Turisti per caso…ROCCA a Bergamo Alta

di © Ivan Mologni

Antica fortificazione, sorta sui ruderi del preesistente Campidoglio, ampliata da Re Giovanni di Boemia nel XIV secolo.

Nel 1512 subì gravi danni per lo scoppio della polveriera e per caduta di un fulmine. La Repubblica Veneta vi fece un arsenale e la Scuola d’Artiglieria. La Rocca serviva, nel passato,  come carcere.

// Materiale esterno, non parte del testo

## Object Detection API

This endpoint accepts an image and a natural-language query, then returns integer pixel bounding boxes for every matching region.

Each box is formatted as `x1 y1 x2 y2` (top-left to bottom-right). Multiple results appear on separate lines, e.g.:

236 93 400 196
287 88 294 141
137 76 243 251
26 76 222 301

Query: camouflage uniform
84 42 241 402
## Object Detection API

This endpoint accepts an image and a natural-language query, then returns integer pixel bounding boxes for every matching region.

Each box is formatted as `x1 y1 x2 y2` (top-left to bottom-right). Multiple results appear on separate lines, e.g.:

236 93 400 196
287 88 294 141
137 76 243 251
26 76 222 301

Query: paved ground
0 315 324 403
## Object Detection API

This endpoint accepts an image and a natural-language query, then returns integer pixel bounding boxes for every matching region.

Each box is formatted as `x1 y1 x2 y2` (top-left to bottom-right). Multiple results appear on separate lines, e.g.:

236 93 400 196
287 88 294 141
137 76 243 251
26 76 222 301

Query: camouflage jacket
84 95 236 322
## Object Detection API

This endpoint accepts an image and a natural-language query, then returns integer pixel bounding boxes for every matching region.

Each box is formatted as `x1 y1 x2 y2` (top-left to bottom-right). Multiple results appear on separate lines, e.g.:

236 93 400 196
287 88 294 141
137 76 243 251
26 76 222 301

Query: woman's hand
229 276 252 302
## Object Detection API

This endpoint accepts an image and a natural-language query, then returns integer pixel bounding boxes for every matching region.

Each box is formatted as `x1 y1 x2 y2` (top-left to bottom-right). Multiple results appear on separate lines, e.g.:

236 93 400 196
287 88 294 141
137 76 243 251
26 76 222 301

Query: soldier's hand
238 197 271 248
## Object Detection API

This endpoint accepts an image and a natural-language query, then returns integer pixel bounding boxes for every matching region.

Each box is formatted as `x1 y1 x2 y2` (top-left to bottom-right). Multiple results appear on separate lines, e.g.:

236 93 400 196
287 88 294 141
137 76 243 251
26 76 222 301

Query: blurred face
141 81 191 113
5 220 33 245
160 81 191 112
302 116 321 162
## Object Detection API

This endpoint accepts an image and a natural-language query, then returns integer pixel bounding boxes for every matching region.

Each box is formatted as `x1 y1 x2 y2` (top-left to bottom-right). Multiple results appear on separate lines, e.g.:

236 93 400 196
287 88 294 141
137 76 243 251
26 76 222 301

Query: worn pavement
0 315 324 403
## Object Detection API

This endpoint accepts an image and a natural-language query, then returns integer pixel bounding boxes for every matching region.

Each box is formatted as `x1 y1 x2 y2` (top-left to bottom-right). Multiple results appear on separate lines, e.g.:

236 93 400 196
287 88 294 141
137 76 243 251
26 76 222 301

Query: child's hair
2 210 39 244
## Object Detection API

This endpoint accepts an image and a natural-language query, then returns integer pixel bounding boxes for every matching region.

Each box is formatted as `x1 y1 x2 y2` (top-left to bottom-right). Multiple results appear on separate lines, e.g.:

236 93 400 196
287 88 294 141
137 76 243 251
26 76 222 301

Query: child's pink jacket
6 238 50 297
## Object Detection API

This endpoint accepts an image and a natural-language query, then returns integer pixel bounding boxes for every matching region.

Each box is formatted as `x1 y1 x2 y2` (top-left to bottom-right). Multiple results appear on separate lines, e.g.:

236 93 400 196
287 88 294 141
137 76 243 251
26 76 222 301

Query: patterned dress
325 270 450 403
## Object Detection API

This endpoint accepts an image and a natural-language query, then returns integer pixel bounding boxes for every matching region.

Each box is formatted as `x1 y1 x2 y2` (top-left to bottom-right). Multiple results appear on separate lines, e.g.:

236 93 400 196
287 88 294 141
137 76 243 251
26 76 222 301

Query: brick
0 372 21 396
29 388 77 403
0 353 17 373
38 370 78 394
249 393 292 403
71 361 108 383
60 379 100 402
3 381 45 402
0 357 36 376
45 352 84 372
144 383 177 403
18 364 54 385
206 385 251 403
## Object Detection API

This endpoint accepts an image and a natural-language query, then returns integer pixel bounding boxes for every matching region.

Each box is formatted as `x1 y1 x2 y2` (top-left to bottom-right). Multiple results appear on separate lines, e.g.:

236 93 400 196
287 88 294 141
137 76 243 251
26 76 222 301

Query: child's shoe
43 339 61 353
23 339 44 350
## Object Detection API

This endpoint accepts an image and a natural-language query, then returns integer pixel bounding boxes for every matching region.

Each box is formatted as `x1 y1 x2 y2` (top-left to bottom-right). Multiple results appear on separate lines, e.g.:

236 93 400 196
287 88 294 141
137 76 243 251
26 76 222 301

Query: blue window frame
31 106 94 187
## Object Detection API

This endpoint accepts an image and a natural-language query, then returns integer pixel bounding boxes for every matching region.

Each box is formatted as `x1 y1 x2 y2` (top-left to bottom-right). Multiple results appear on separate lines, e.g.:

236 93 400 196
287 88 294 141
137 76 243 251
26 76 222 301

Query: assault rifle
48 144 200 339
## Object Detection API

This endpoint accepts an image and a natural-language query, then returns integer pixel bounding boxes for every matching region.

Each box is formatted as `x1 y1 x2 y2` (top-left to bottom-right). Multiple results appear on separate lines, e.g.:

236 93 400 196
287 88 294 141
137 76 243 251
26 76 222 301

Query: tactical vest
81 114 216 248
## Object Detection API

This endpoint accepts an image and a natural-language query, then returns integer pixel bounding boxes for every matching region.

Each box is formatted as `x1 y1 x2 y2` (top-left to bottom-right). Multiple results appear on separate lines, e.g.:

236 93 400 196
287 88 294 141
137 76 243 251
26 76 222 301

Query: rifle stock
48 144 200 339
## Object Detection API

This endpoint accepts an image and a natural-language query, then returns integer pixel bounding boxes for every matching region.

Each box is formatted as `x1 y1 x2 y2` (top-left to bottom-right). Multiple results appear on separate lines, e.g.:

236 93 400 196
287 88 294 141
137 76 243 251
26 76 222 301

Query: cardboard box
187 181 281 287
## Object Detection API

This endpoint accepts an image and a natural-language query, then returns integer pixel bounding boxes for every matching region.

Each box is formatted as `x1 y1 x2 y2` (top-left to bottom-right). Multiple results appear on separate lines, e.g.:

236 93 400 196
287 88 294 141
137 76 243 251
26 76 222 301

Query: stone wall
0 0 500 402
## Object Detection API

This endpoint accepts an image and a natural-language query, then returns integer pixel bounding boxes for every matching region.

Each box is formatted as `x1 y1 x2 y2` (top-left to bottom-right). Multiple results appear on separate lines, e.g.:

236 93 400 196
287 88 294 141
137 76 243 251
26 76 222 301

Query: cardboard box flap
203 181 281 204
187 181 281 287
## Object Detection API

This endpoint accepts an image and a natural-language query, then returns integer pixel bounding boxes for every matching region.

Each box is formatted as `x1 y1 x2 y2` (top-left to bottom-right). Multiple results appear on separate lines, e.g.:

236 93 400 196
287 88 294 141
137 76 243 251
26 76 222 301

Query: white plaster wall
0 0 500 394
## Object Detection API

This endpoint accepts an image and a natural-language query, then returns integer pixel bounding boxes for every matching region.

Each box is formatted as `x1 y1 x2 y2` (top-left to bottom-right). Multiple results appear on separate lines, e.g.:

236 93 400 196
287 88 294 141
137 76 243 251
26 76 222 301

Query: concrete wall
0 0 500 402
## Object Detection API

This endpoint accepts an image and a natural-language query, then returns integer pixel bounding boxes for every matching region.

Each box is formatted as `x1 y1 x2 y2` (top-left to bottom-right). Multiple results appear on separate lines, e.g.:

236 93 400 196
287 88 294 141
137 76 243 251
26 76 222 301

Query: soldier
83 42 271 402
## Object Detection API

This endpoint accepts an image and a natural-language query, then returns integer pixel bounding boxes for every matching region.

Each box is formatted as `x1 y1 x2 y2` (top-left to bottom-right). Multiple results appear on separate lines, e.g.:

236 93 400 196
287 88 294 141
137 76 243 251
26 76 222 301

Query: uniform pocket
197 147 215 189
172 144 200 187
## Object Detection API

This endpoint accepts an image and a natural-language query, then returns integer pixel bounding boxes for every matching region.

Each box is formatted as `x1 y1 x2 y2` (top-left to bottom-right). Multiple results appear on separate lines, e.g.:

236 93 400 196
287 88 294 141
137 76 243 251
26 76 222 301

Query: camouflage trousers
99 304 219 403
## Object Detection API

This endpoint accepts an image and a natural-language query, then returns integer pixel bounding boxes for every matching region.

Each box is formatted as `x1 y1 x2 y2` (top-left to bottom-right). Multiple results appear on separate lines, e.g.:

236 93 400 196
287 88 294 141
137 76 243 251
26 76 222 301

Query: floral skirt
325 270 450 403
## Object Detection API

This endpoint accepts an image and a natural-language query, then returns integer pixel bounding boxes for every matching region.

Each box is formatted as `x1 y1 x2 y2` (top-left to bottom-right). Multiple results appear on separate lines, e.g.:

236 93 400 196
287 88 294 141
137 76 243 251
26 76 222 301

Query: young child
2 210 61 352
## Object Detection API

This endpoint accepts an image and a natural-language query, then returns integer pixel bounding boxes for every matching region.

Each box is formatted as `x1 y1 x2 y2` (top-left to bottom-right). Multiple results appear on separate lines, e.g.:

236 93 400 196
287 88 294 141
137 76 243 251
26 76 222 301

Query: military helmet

Attualmente vi si trovano il Parco della Rimembranza, il Museo e la ricostruita chiesetta di Santa Eufemia, il tempietto cristiano più antico di Bergamo. Dal 21 giugno 1948, sotto il suo pavimento, riposano le gloriose spoglie dei volontari bergamaschi fucilati dagli austriaci il 16 aprile 1848 e traslati a Bergamo dal Castello di Trento, dove subirono l’estremo sacrificio. Il Parco della Rimembranza che recinge il mastio della Rocca è dedicato agli Eroi che diedero la vita nell’ultima Guerra di Liberazione. Dai parapetti della cinta si godono suggestive vedute sulla città e sui borghi (oltre che del mitico Stadio Gewiss, roccaforte dell’Atalanta F.C. 1907).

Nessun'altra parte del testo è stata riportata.